Stripes and electronic quasiparticles in the pseudogap state of cuprate superconductors

TL;DR

This paper reviews stripe and nematic orders in cuprate superconductors' pseudogap phase, discussing their properties, experimental evidence, and potential coexistence with electron quasiparticles, suggesting a complex interplay beyond simple causes.

Contribution

It proposes that stripe order occurs on top of a distinct pseudogap state hosting electron quasiparticles and a spin liquid, offering a unified explanation for various experimental observations.

Findings

Stripe and nematic orders are unlikely the pseudogap cause.

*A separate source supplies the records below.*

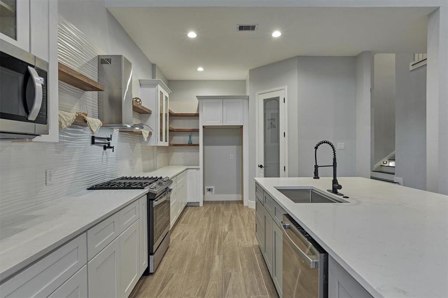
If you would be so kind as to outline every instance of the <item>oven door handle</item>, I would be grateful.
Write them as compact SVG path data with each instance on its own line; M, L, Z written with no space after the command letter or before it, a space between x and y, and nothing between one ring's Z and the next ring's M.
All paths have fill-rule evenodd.
M37 72L34 68L28 66L28 71L31 74L30 79L32 80L33 85L34 86L34 102L28 115L28 120L34 121L37 117L42 106L42 82L40 81L40 78L37 74Z
M154 206L157 206L159 204L161 204L167 200L167 199L169 198L169 195L171 193L172 190L169 189L165 194L164 194L160 199L158 199L154 201Z

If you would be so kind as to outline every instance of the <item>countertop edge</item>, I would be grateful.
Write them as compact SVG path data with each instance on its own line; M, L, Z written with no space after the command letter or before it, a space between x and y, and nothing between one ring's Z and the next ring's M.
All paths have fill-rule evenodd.
M87 230L95 225L99 223L103 220L105 219L114 213L116 213L117 211L118 211L120 209L123 209L124 207L127 206L129 204L131 204L131 203L136 201L137 199L140 199L141 197L142 197L142 196L147 194L148 192L148 190L146 189L142 190L142 192L141 194L136 196L134 196L132 199L130 199L129 200L126 201L125 203L124 203L123 204L120 205L119 206L104 214L99 218L96 218L95 220L92 221L92 222L90 222L89 224L84 225L83 227L81 227L75 231L74 231L70 234L67 234L65 237L54 242L45 248L40 250L39 251L35 253L34 254L30 256L28 258L26 258L26 259L22 260L19 263L17 263L15 265L6 269L6 270L3 270L1 272L0 272L0 284L2 284L6 280L9 280L14 276L17 275L23 270L26 269L30 266L32 265L35 262L39 260L39 259L41 259L49 254L60 246L63 245L74 238L87 231Z
M286 212L288 213L288 214L294 220L297 222L297 223L300 224L303 228L306 230L306 231L311 235L315 240L328 253L328 254L330 255L333 259L335 259L336 262L337 262L339 265L340 265L342 268L343 268L347 272L348 272L350 275L351 275L358 282L362 287L363 287L367 292L369 293L369 294L372 295L373 297L378 298L384 298L384 296L380 294L376 291L375 288L373 287L367 281L366 281L365 279L364 279L362 276L359 275L355 270L352 268L351 267L349 266L349 265L341 258L340 257L333 249L332 249L329 246L328 246L325 242L322 241L321 239L320 239L319 237L318 237L313 232L312 230L310 229L304 223L303 223L300 220L299 220L295 215L293 214L292 212L291 212L289 210L288 210L287 208L286 208L277 199L276 196L276 194L272 194L269 191L268 189L267 189L267 188L263 185L263 183L262 182L260 182L257 179L257 177L254 178L254 180L263 189L263 190L267 192L271 197L272 197L274 200L275 200L275 202L278 204L280 206L283 208ZM314 186L313 186L314 188ZM315 188L316 189L318 189L320 191L322 191L322 190L319 189L317 188Z

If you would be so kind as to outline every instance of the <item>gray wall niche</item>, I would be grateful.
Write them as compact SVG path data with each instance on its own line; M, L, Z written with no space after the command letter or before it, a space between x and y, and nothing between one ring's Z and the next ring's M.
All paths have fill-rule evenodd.
M215 195L242 197L242 128L204 128L204 188L214 186Z

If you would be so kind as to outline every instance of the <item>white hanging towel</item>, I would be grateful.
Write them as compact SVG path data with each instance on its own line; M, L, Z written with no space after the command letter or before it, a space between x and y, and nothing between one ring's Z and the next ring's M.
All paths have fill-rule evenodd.
M149 131L146 129L142 130L142 135L143 136L143 140L145 142L148 141L148 137L149 136Z
M85 115L81 113L79 113L78 114L84 118L84 120L87 122L87 125L89 126L89 128L90 129L90 130L93 135L94 135L98 132L99 128L102 126L102 122L101 122L101 120L99 119L91 118L90 117L87 117L87 115Z
M70 113L59 110L58 112L59 116L59 127L61 129L65 129L72 125L76 119L76 113Z

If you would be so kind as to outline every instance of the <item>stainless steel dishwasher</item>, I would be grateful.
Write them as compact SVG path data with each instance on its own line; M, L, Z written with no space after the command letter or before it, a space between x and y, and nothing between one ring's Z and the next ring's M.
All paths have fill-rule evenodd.
M290 216L282 220L283 298L327 298L328 254Z

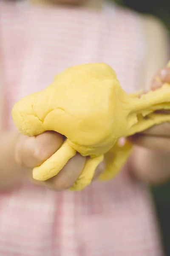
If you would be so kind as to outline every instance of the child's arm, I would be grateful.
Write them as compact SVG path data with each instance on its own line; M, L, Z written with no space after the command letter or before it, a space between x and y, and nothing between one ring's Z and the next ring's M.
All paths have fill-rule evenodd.
M169 43L167 31L157 20L146 18L145 22L148 54L144 77L146 84L144 89L148 90L155 70L165 67L168 62ZM166 81L170 81L168 76ZM169 179L170 124L153 127L141 134L138 139L133 138L133 142L140 146L135 148L130 159L133 175L140 180L153 183Z

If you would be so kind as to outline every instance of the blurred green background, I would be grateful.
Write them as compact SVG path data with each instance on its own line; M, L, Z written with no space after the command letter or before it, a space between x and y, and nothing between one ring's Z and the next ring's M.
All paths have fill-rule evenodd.
M114 1L139 12L150 14L157 17L163 21L170 32L170 0L114 0ZM151 190L157 209L165 256L170 256L170 183L152 187Z
M170 31L170 0L114 0L114 2L139 12L159 17Z

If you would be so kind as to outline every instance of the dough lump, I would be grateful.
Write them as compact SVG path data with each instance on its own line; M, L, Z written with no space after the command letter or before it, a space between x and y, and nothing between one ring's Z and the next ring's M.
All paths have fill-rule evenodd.
M170 121L170 115L155 112L170 109L170 84L139 95L127 94L109 66L94 63L67 69L45 90L17 102L12 115L21 133L33 136L54 131L66 138L56 153L34 169L34 178L45 180L57 175L77 152L90 157L71 189L89 185L104 159L106 169L99 180L112 178L132 148L128 142L119 146L119 138Z

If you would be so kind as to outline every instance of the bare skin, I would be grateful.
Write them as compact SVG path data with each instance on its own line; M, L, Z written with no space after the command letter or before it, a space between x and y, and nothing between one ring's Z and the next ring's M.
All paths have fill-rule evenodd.
M33 0L39 4L42 3L41 1L43 0ZM89 0L88 3L93 2L93 4L91 3L89 5L87 4L84 6L83 2L79 0L60 0L60 2L57 0L54 0L54 3L57 4L76 4L85 7L88 6L95 9L99 8L99 3L100 3L99 0L94 2ZM36 3L34 2L35 4ZM88 2L86 3L87 4ZM153 23L155 23L154 22ZM152 26L150 29L152 31L153 26ZM157 27L158 26L155 26ZM160 31L162 30L161 28ZM157 33L155 33L154 35L158 34L159 31ZM164 35L160 32L160 34L159 34L159 39L164 38ZM154 38L154 41L156 39ZM166 41L166 40L164 41ZM149 41L152 40L150 40ZM164 44L162 44L160 52L162 52L162 47L164 47ZM158 50L158 47L155 51L153 51L153 54L154 52L158 54L159 51ZM151 58L153 59L151 57ZM159 59L161 59L160 57ZM165 64L166 60L164 61L164 58L162 59L162 63ZM150 62L151 61L147 60L147 63ZM155 64L156 61L154 63ZM156 70L156 67L153 67L153 65L150 64L150 66L153 67L152 72L153 70ZM146 81L142 81L144 84L150 84L148 82L149 79L148 78L150 77L152 72L150 71L149 72L148 70L152 69L146 69L147 73L146 72L146 76L142 76L147 78ZM161 76L162 82L169 81L169 70L167 71L167 74L165 75L164 79L162 77L162 74L160 75L162 73L159 73L159 75ZM149 75L149 73L150 75ZM151 75L152 74L152 73ZM153 90L155 90L158 86L158 84L156 86L155 82L153 81L152 84ZM162 83L159 86L161 85ZM1 123L0 123L0 127L1 124L2 126L2 122ZM166 136L165 136L165 129ZM5 130L1 127L0 134L0 189L11 188L27 177L34 183L31 178L33 168L43 162L57 150L63 142L62 137L56 133L47 132L36 137L28 137L16 132L6 131ZM142 181L153 183L161 182L169 178L169 137L170 125L164 124L143 133L139 135L137 139L136 139L136 137L132 139L136 146L133 154L133 157L130 158L129 163L131 165L134 177ZM36 184L47 186L57 191L67 189L71 186L79 175L85 160L85 157L77 154L68 162L57 176L45 182L36 181ZM102 164L96 171L95 179L97 178L103 170L103 165Z

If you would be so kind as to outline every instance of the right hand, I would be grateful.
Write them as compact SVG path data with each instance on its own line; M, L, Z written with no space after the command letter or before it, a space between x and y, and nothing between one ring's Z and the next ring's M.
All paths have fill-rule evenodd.
M37 137L28 137L20 134L15 147L15 158L23 166L30 179L35 184L42 185L57 191L68 189L73 185L82 172L86 157L77 154L71 159L57 175L45 181L38 181L32 178L32 169L40 165L60 148L63 142L61 134L46 131ZM103 163L96 170L94 179L104 171Z

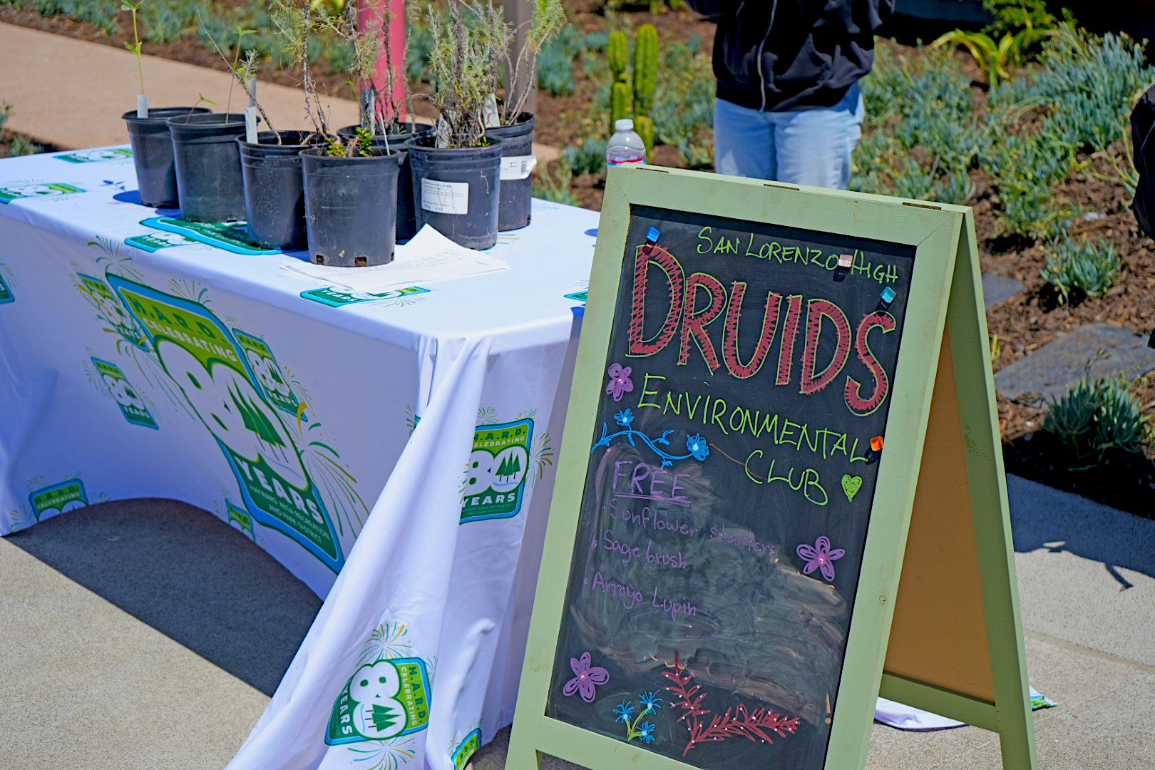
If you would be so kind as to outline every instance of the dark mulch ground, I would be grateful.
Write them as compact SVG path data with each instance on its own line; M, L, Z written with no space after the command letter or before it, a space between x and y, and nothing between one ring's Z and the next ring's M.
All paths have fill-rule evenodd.
M225 5L240 1L226 0ZM582 32L605 29L608 20L602 12L604 3L601 0L572 0L567 5L574 24ZM121 16L121 29L131 29L128 15L122 13ZM703 50L711 50L714 25L695 14L629 13L623 16L627 17L629 27L643 22L654 23L663 40L686 40L696 35L702 39ZM21 10L10 6L0 6L0 21L118 47L127 39L122 32L110 37L89 24L73 22L65 16L46 17L35 10ZM894 47L909 55L917 55L914 48ZM166 45L147 45L146 51L154 55L225 69L219 57L207 51L193 37ZM542 94L539 97L536 130L538 142L564 145L571 137L582 133L582 118L588 113L595 87L581 76L580 61L575 67L576 94L567 97ZM973 76L974 74L976 73L971 73ZM266 68L262 76L285 85L299 84L298 76L289 70ZM353 96L342 73L330 72L322 65L316 68L315 77L323 91L350 98ZM976 97L982 102L984 95L976 89ZM423 115L434 114L432 107L420 99L415 100L413 111ZM5 136L0 135L0 157L7 154L7 143ZM656 163L681 165L675 149L669 147L657 149ZM1108 173L1110 169L1104 159L1093 159L1091 167L1098 173ZM996 227L992 209L992 196L997 190L991 189L985 174L974 172L974 179L979 190L975 214L983 270L1018 278L1024 285L1019 294L988 314L992 345L998 350L993 361L996 371L1085 323L1104 321L1143 334L1155 327L1155 244L1139 232L1122 187L1100 181L1089 174L1076 175L1064 186L1064 196L1095 215L1094 218L1081 219L1075 232L1111 239L1123 256L1124 272L1106 297L1056 306L1053 293L1038 275L1045 259L1043 248L1021 238L1001 236ZM586 175L575 179L572 189L581 205L599 209L604 184L604 174ZM1140 397L1145 411L1155 416L1155 387L1143 386ZM1152 514L1152 501L1155 500L1155 449L1149 448L1141 455L1078 457L1042 431L1044 414L1042 405L999 399L1004 456L1009 472L1078 492L1140 515Z

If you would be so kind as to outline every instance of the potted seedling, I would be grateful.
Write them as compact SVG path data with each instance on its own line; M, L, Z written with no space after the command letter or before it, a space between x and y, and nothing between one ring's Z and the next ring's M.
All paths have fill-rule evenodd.
M487 134L501 140L501 202L498 209L498 230L520 230L529 225L534 192L534 125L537 118L526 112L526 99L532 90L534 65L542 47L566 25L561 0L535 0L534 16L526 22L526 39L514 57L513 42L519 32L507 24L500 8L484 5L477 9L485 29L495 40L494 60L490 67L490 92L497 94L498 74L502 65L508 80L498 120ZM495 99L494 99L495 104ZM487 115L492 111L487 111ZM492 124L492 118L487 126Z
M241 58L238 45L238 52L230 61L213 35L207 29L203 31L217 55L228 65L233 82L248 97L245 133L234 139L240 154L248 237L261 248L305 248L305 188L300 151L315 144L319 136L307 130L278 132L256 98L255 52L248 50ZM247 32L238 29L237 33L240 37ZM256 112L260 112L269 130L256 130Z
M128 143L133 148L133 164L136 166L136 186L141 203L156 208L176 208L177 173L172 157L172 139L169 135L169 118L208 112L207 107L152 107L148 106L144 94L144 62L141 60L141 39L136 28L136 13L144 0L135 3L122 0L121 10L133 15L133 43L125 47L136 57L136 73L141 92L136 95L136 109L124 114L128 126Z
M426 12L433 92L425 98L441 115L431 135L409 140L417 226L427 223L468 248L490 248L498 240L501 140L485 135L485 111L498 42L483 25L465 23L460 0L448 6L445 15Z
M321 137L321 144L300 151L310 260L349 268L392 262L400 155L388 137L374 144L367 128L352 137L333 130L308 69L310 37L326 30L350 46L353 81L368 82L382 20L358 29L357 0L346 0L336 15L318 12L310 0L273 0L271 7L285 51L301 68L305 111Z
M352 83L362 95L360 124L356 126L344 126L337 129L337 135L344 139L356 137L358 129L365 129L372 137L373 147L385 147L394 149L398 154L397 173L397 240L404 241L417 234L417 216L413 212L413 180L409 166L409 152L405 143L416 136L420 136L427 130L426 126L412 121L402 120L403 100L394 96L394 84L403 77L404 70L394 69L393 39L389 33L393 14L388 3L379 3L373 9L372 23L378 30L381 57L387 62L383 81L370 77L359 83ZM363 16L364 17L364 16ZM409 46L409 38L405 37L405 47L401 52L400 60L405 60Z
M237 148L237 137L245 133L245 113L232 112L232 92L236 82L247 83L255 73L252 53L241 58L241 43L254 31L239 25L236 29L237 47L230 62L232 80L225 111L169 118L181 219L234 222L245 218L245 185Z

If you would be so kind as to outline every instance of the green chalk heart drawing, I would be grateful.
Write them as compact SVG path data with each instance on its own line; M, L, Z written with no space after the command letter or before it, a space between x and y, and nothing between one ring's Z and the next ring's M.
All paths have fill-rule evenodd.
M854 501L855 495L858 494L858 489L863 486L863 477L860 476L843 476L842 477L842 491L847 493L847 500Z

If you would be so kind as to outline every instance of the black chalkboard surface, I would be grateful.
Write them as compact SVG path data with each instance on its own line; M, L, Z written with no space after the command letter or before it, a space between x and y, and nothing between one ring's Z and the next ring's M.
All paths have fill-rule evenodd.
M822 765L915 251L632 208L547 717Z

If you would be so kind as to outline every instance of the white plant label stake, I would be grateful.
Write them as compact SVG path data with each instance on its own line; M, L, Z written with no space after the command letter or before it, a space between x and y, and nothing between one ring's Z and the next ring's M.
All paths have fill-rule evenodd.
M248 81L248 106L245 107L245 141L256 144L256 79Z

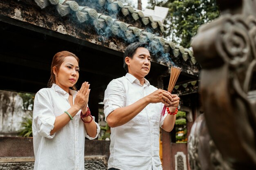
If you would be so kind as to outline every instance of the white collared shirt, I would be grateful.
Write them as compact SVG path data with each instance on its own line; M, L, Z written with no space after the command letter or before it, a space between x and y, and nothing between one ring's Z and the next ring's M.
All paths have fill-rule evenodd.
M105 91L104 113L106 119L115 109L130 105L157 89L144 79L139 81L130 73L112 80ZM108 168L121 170L162 170L159 156L159 127L164 107L150 104L126 124L111 128L110 155Z
M70 89L73 102L77 92ZM69 94L58 86L40 89L36 94L33 112L32 132L34 170L84 170L85 137L93 139L100 130L97 126L94 138L86 133L79 110L68 123L53 134L56 117L70 108ZM95 118L93 117L93 119Z

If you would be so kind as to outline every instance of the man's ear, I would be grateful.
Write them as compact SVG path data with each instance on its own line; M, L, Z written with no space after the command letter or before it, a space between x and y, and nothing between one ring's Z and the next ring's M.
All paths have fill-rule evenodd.
M129 57L126 57L124 58L124 61L125 61L125 63L126 63L126 64L127 64L127 66L130 65L130 58Z

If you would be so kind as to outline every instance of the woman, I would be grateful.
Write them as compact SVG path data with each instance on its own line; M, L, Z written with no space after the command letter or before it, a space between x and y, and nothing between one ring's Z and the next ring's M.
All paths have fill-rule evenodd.
M57 53L51 67L49 88L35 96L32 131L34 170L84 170L85 137L98 136L100 127L88 107L88 82L78 92L79 59L68 51ZM71 88L73 90L70 89Z

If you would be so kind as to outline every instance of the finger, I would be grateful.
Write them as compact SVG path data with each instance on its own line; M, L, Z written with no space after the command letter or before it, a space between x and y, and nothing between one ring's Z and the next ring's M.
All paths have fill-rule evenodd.
M172 102L174 102L179 100L180 100L180 98L178 97L177 96L175 97L173 97Z
M87 92L86 92L86 94L85 94L85 96L86 97L89 98L89 95L90 94L90 91L91 91L91 89L89 89L87 91Z
M176 100L176 101L173 102L172 103L171 106L177 106L179 105L179 103L180 103L179 101L178 100Z
M90 85L89 84L89 85L88 85L88 86L90 86ZM86 97L87 97L88 96L88 97L89 97L89 94L90 94L90 91L91 91L91 89L89 88L89 87L88 87L88 88L87 89L87 91L86 91L86 93L85 94L85 96Z
M85 88L85 82L83 83L82 86L81 86L81 88L80 88L80 91L82 93L83 93L83 91L84 91L84 88Z
M85 86L85 89L83 92L83 95L85 95L85 94L86 94L86 92L89 88L89 86L90 86L90 85L88 84L88 82L86 82Z
M171 102L168 97L166 97L165 96L163 96L163 99L164 101L165 104L166 104L166 105L169 105L171 104Z
M164 95L165 97L167 97L170 101L171 102L173 101L173 97L172 97L168 93L163 93L163 95Z
M172 97L178 97L177 95L171 95L171 96Z

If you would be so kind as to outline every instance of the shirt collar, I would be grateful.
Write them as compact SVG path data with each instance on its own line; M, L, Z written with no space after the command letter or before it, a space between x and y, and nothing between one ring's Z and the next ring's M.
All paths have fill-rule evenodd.
M125 77L128 79L128 80L131 82L131 84L133 83L134 82L135 82L137 84L139 84L140 85L140 83L139 82L139 80L136 77L134 77L132 74L129 73L127 73L125 75ZM149 83L149 82L148 81L147 79L144 78L144 81L145 82L144 84L146 84L146 86L150 85L150 83Z
M61 93L63 94L64 95L67 94L67 93L66 91L63 90L62 88L61 88L61 87L54 83L52 84L52 88L53 88L54 91L55 91L60 93ZM76 91L70 89L70 88L69 89L69 92L72 96L76 95L76 93L77 93L77 92Z

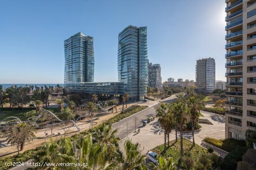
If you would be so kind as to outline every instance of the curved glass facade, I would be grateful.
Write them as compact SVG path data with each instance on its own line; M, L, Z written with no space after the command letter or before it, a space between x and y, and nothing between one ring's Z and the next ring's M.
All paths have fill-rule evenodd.
M92 82L94 76L94 39L79 32L64 41L64 87Z
M147 27L129 25L119 34L118 81L135 100L143 100L148 82Z

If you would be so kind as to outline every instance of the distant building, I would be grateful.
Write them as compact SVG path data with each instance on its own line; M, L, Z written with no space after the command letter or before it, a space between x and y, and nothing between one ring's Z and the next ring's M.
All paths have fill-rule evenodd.
M196 61L196 86L199 93L211 93L215 89L215 60L207 58Z
M174 82L174 79L173 78L169 78L167 79L167 82Z
M222 90L225 90L226 82L221 81L216 81L216 84L215 85L215 89L221 89Z
M179 87L179 88L188 88L190 87L195 87L195 82L165 82L163 83L163 87L172 88L172 87Z
M148 86L161 89L162 88L161 67L159 64L152 64L148 62Z

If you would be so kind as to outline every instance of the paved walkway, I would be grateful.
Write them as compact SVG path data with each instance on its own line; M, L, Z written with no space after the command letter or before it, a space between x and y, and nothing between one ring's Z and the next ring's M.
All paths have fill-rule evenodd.
M200 118L208 119L212 125L202 124L200 131L195 132L195 143L201 145L202 140L205 137L209 136L216 139L224 139L225 137L225 119L224 116L217 114L202 111L204 117ZM138 142L141 145L141 149L143 153L146 153L156 146L162 145L164 142L164 133L159 124L155 120L146 126L141 127L140 133L133 133L128 136L129 139L133 142ZM178 132L179 137L180 134ZM183 137L192 141L192 133L188 132L183 134ZM123 145L127 138L124 139L120 143L121 150L123 151ZM175 132L170 134L170 140L175 139Z

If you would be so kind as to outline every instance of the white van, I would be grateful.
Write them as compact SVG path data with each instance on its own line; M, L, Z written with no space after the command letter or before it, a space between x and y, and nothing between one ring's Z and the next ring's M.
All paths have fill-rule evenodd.
M151 151L148 151L148 153L146 154L146 155L147 155L148 159L153 162L153 163L158 164L158 161L156 158L156 156L157 156L156 153Z

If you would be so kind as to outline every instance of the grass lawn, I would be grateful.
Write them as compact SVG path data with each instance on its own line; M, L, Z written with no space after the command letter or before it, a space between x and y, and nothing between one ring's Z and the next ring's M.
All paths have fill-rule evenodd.
M168 158L169 157L172 157L176 161L178 161L181 157L181 139L178 139L177 142L175 142L175 140L170 142L170 146L168 147L167 146L166 152L164 155L164 157ZM167 145L167 144L166 144ZM162 155L162 152L163 151L164 145L162 145L156 146L155 148L152 150L152 151L156 153L157 154ZM184 152L189 151L191 152L192 155L199 156L202 153L207 153L207 151L195 144L194 146L193 146L192 142L186 139L183 139L183 148Z
M54 113L59 112L60 109L58 108L49 108L50 111L54 111ZM23 108L24 113L28 112L31 110L35 110L35 108L25 107ZM21 108L18 110L17 108L10 109L9 108L1 108L1 113L0 113L0 121L8 117L14 116L19 118L21 120L25 120L25 118L23 116L23 113Z

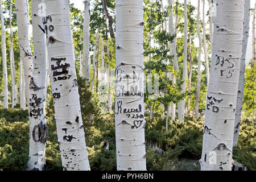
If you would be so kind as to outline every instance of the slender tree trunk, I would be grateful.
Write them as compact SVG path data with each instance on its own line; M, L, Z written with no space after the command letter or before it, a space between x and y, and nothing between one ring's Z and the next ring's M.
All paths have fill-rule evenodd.
M254 10L253 10L253 59L251 60L251 68L253 68L254 66L255 60L255 11L256 11L256 2L254 5Z
M197 64L197 82L196 83L196 106L195 109L195 117L198 119L199 117L199 97L200 95L200 84L201 84L201 53L202 52L202 38L201 37L201 31L200 26L200 0L198 0L197 5L197 36L199 42L199 48L198 51L198 64Z
M213 34L213 22L212 21L212 1L213 0L208 0L209 2L209 16L210 18L210 47L212 46L212 34Z
M104 61L104 57L105 57L105 53L104 53L104 39L102 38L101 39L101 71L100 74L101 77L101 93L100 93L101 94L100 98L101 98L101 102L104 102L104 96L105 96L105 61ZM102 89L102 88L104 88L104 89ZM104 107L101 107L101 114L104 114L105 110Z
M90 170L73 52L68 0L46 0L43 24L64 170Z
M98 50L97 51L96 55L96 93L98 93L98 56L100 54L100 44L101 42L101 36L100 35L100 31L98 32Z
M13 46L13 30L11 23L11 3L10 4L10 63L11 78L11 108L14 108L16 105L16 81L15 81L15 67L14 65L14 56Z
M39 28L43 27L40 14L38 14L41 0L31 0L33 29L34 72L30 88L30 160L27 170L44 170L45 150L47 125L44 107L46 55L46 36Z
M95 61L96 61L96 50L97 50L97 42L98 42L97 33L96 33L95 34L94 48L93 49L93 73L92 82L91 82L91 84L90 84L90 89L92 91L93 90L93 85L94 84L94 79L95 79L95 73L96 72L96 66Z
M116 5L117 167L117 170L146 170L143 1L117 0ZM135 86L137 90L133 89ZM133 118L133 114L137 119Z
M207 47L206 44L205 38L205 15L204 15L204 4L205 0L203 0L203 43L204 45L204 59L205 61L205 69L207 71L207 87L209 86L209 79L210 77L210 71L209 69L208 53L207 51Z
M242 56L244 1L216 0L216 3L213 53L200 160L202 171L231 170Z
M30 109L29 104L30 84L33 73L33 59L28 39L28 21L27 19L27 10L26 1L15 1L15 8L17 15L17 24L18 42L20 49L20 56L22 59L22 65L24 69L25 78L25 96L28 110Z
M189 72L188 74L188 115L190 114L190 102L191 101L191 77L192 77L192 60L191 55L191 33L189 32L189 44L188 45L188 49L189 52Z
M113 29L113 23L114 23L113 20L113 17L112 17L112 16L111 16L109 14L109 13L108 11L107 6L106 6L106 1L102 0L102 5L103 5L103 10L104 10L105 15L109 21L109 33L110 34L110 37L112 38L114 38L115 35L114 34L114 30Z
M177 22L178 22L178 14L177 14L177 3L176 3L176 10L175 10L175 25L174 27L174 35L175 35L175 38L174 38L174 42L172 44L172 52L173 53L174 53L174 70L176 71L177 72L179 72L179 65L177 62L177 52L176 51L176 43L177 43ZM171 13L173 12L172 11L172 9L171 9ZM173 13L172 13L173 14ZM172 14L171 14L172 15ZM171 20L172 20L172 19L171 19ZM169 22L169 24L171 24L171 28L174 27L173 22L172 24L171 23L172 22ZM172 24L172 26L171 26ZM172 30L171 32L173 32L174 30ZM172 34L172 33L171 33ZM174 75L174 74L172 75L172 85L175 86L176 84L176 76ZM176 115L176 104L173 103L172 104L172 117L171 119L172 121L174 121L175 119L175 115Z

Pseudogap state hosts electron-like quasiparticles and a spin liquid.

Stripe order may explain ARPES, NMR, and quantum oscillation data.

Abstract

This article is devoted to a discussion of stripe and electron-nematic order and their connection to electronic properties in the pseudogap regime of copper-oxide superconductors. We review basic properties of these symmetry-breaking ordering phenomena as well as proposals which connect them to quantum-oscillation measurements. Experimental data indicate that these orders are unlikely to be the cause of the pseudogap phenomenon, implying that they occur on top of the pseudogap state which itself is of different origin. Specifically, we discuss the idea that the non-superconducting pseudogap ground state hosts electron-like quasiparticles which coexist with a spin liquid, realizing a variant of a fractionalized Fermi liquid. We speculate on how stripe order in such a pseudogap state might offer a consistent description of ARPES, NMR, quantum-oscillation, and transport data.